Over de toepassing van het heil - John Flavel (ca. 1630-1691) - 233
Hoofdstuk 35 – De listen van de satan - 2 (4)
Maar als ons Evangelie verborgen is, is het verborgen in degenen die verloren zijn, in wie de god dezer wereld de zinnen verblind heeft van degenen die niet geloven, opdat het licht van het heerlijke Evangelie van Christus, Die het Beeld Gods is, hen niet zou bestralen (naar de Engelse vertaling). 2 Korinthe 4:3, 4 Als dit zo is, laat christenen dan in hun wandel nauwgezet en omzichtig zijn, opdat zij geen struikelblok zullen neerleggen voor de blinden.

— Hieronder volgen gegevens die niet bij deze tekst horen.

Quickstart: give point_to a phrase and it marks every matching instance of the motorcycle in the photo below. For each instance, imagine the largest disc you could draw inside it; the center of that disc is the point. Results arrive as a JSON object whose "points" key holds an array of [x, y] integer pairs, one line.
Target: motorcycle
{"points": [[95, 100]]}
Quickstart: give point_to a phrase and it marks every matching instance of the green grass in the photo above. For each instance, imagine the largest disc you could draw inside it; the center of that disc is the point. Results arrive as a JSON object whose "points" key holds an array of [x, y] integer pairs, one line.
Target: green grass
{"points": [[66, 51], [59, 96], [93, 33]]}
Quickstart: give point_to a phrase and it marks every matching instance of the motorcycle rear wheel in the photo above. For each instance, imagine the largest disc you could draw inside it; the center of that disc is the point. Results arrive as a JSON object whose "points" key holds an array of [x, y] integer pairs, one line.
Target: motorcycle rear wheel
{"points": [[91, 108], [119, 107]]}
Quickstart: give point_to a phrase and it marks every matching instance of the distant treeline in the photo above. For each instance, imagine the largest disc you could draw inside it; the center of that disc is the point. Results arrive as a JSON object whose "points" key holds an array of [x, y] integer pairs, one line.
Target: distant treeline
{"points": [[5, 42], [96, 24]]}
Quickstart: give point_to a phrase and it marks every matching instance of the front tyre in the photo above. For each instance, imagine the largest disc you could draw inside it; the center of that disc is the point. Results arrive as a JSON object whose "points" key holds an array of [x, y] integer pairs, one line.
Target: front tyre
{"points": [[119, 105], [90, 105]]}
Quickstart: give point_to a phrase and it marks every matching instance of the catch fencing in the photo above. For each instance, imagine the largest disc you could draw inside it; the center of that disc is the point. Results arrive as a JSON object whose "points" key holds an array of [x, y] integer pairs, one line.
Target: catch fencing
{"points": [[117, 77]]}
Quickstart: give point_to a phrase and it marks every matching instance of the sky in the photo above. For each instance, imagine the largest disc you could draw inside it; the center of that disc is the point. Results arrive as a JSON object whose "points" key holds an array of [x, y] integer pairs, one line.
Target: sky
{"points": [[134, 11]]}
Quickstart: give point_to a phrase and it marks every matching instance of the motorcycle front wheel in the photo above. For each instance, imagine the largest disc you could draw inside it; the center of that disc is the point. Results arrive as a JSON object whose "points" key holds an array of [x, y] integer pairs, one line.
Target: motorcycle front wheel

Het was een grote zonde om dat in eigenlijke zin te doen. Leviticus 19:14: Gij zult geen aanstoot zetten voor het aangezicht des blinden. Het is een veel groter zonde om dat in figuurlijke zin te doen (Rom. 14:13). Het is uitdrukkelijk Gods wil dat geen mens aanstoot of aanleiding zal geven zodat zijn broeder zal vallen. Als u dat wel doet, houdt u daarin weinig rekening met de eer van Christus en met de ziel van de medemens. O, u die het geloof belijdt, let op uw wandel! De duivel wil graag gebruik van u maken. De zonden van duizenden andere mensen die niet godsdienstig zijn, zullen nooit zo geschikt zijn om de ogen van mensen te verblinden als de minste fout of misstap van u. Een levende vogel is het beste lokmiddel om andere in het net te krijgen. Aan het grootste kwaad van goddeloze en zondige mensen gaat men stilzwijgend voorbij, maar wanneer u zich misdraagt, heeft de hele buurt het erover: De rechtvaardige, wankelende voor het aangezicht des goddelozen, is een beroerde fontein en verdorven springader (Spr. 25:26). Wanneer een goed mens aanstoot geeft, is dat als wanneer de satan een zak vergif in de bron gooit waaruit de hele stad van water wordt voorzien. U weet helemaal niet wat een onheil u aanricht, en dat vele blinde zondaars in de hel komen door wat u doet.
Wat is ijver gevaarlijk in een goddeloos mens!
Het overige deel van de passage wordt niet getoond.